In Haunt, a group of friends on Halloween night stumble upon an “extreme” haunted house that promises to feed into their darkest fears. The horror in Haunt is memorable as there are great scenes of tension and the set design is creative throughout the haunted house. There’s nothing quite as scary as a character looking down a hall with a series of mannequins covered with blankets and not knowing if one of those is a real person. Characters crawling through a claustrophobic tunnel and hearing noises is also intense.
Admittedly, the characters are cookie cutter but the main character Harper (Katie Stevens) has a strong backstory and we cheer for her. Stevens’ acting is also strong in a horror film I was surprised by. Nathan (Will Birttain) is fine as the main guy, but I truly couldn’t tell you anything about his character. Evan (Andrew Caldwell) brings the comedic relief. Otherwise, they’re disposable and the film knows it and takes advantage of that. The horror is well-executed throughout and well-written by writing team Scott Beck and Bryan Woods (A Quiet Place). They also direct.
The pacing is strong as after the characters find out that the haunted house is a little too real, the film is consistently action-packed and has a strong atmosphere and doesn’t have to lean on too many jump scares. There are jump scares, because it’s a film with a haunted house, but it never feels gimmicky. The film gives the immersive haunted house experience in the form of a horror film and it works. I liked it because I’m too much of a scaredy cat to enjoy haunted houses. My anxiety couldn’t take it, so it’s nice to visit a haunted house through this from the comfort of my own home where no one can jump out at me or hold me hostage.

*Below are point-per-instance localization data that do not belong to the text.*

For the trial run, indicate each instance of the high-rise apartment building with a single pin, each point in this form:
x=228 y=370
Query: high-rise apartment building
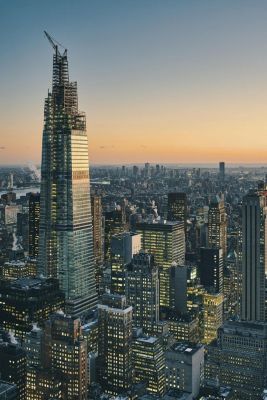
x=115 y=222
x=26 y=301
x=222 y=170
x=185 y=367
x=123 y=247
x=66 y=239
x=217 y=225
x=166 y=241
x=13 y=365
x=211 y=269
x=213 y=315
x=34 y=222
x=142 y=291
x=65 y=355
x=114 y=344
x=97 y=221
x=8 y=391
x=181 y=278
x=149 y=363
x=253 y=256
x=177 y=207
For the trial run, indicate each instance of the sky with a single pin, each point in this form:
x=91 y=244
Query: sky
x=165 y=81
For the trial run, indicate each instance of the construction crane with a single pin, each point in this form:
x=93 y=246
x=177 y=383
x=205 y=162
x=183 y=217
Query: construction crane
x=54 y=43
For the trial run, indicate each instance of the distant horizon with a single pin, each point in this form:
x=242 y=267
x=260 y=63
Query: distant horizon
x=177 y=165
x=162 y=80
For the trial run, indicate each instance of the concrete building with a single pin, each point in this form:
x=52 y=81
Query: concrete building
x=114 y=344
x=123 y=247
x=185 y=367
x=142 y=291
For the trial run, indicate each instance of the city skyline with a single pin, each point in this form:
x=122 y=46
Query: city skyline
x=189 y=73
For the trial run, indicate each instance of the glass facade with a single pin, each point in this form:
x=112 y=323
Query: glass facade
x=66 y=239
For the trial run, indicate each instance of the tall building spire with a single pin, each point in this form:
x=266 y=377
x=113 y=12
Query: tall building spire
x=66 y=241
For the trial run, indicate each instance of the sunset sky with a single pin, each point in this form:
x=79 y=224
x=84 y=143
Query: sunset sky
x=168 y=81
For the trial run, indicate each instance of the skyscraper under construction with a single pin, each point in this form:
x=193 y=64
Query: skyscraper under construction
x=66 y=241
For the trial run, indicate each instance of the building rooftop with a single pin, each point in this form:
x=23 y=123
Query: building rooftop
x=6 y=387
x=245 y=328
x=185 y=348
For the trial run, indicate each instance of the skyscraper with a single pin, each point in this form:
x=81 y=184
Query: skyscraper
x=217 y=224
x=123 y=247
x=149 y=363
x=34 y=221
x=166 y=240
x=211 y=269
x=66 y=241
x=142 y=291
x=97 y=221
x=222 y=169
x=114 y=344
x=66 y=355
x=177 y=207
x=253 y=256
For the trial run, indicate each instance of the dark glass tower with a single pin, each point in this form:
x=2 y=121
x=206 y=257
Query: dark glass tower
x=66 y=240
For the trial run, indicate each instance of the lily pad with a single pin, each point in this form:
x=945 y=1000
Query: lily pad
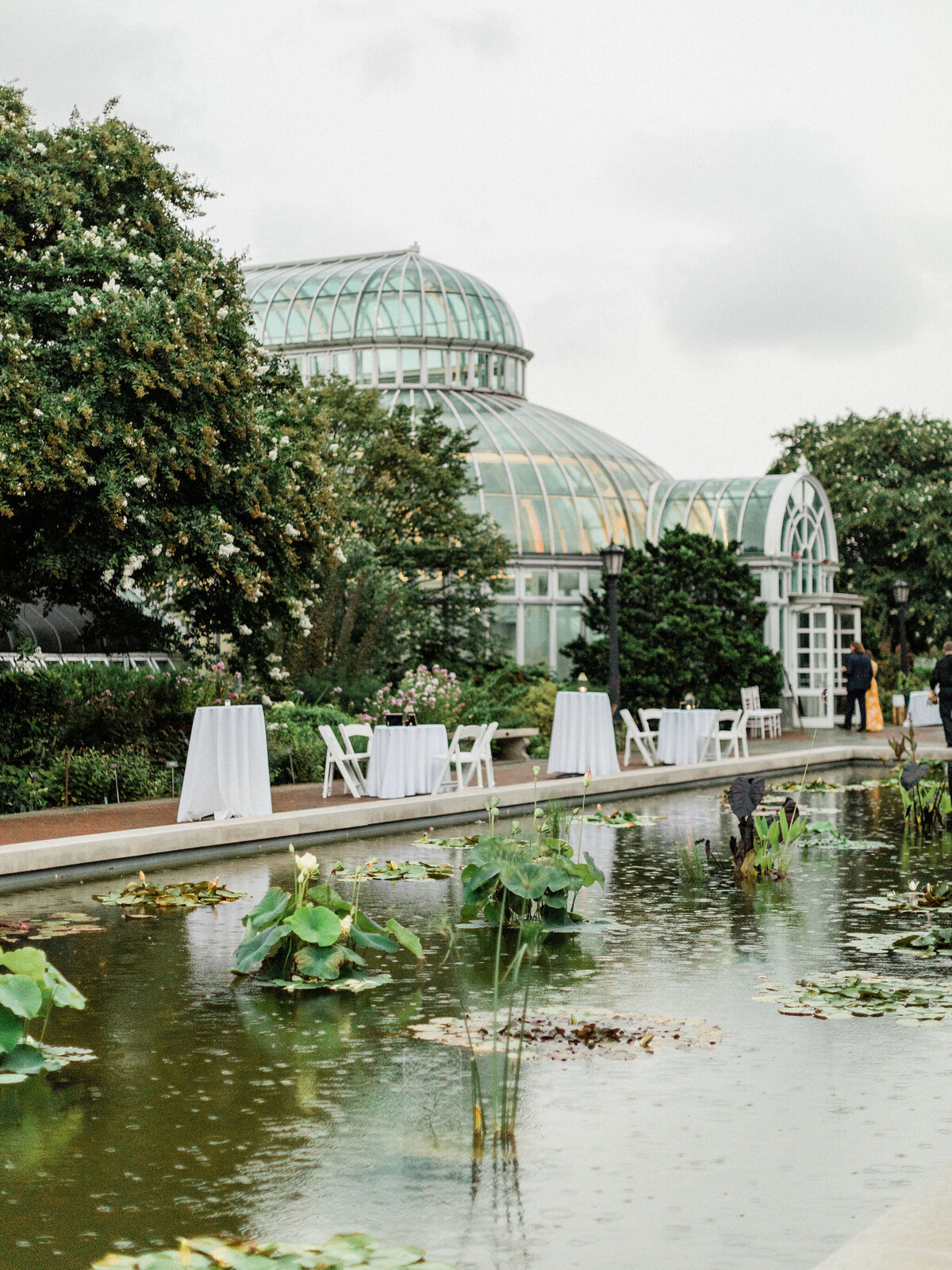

2018’s Hell Fest has a similar effect in providing a haunted house experience in a film, but its execution is weak. Haunt’s execution works very well, also utilizing a fear of the unknown. This unknown is the motives of those running the haunted house. We see their faces – and it’s quite intense when they unmask – but we never know their motives. That’s one complaint of mine, but it’s also understandable why it’s not explained.
There’s some fear in the fact that these are just people being so brutal to others for the sake of it, but I think for a film that doesn’t thrive on storyline or characters (besides the one strong central story of trauma), some motive would be nice here just for the sake of story. It’s realistic there’s no motive, however, because these maniacs aren’t the type to monologue of why they’re doing this or give tragic backstories.
That’s mostly because the pacing is so quick so there’s literally no time. They just kill remorselessly and go onto the next one. By the way, this is an Eli Roth film so of course it’s brutal. I do think not explaining the motives works for the film, as trying to develop its story more might have bogged it down. It’s a Halloween movie that thrives on its horror scenarios and just like haunted houses, it doesn’t need a story to scare the shit out of you.
Not a sponsor, but Haunt is available to watch on the streaming service Shudder.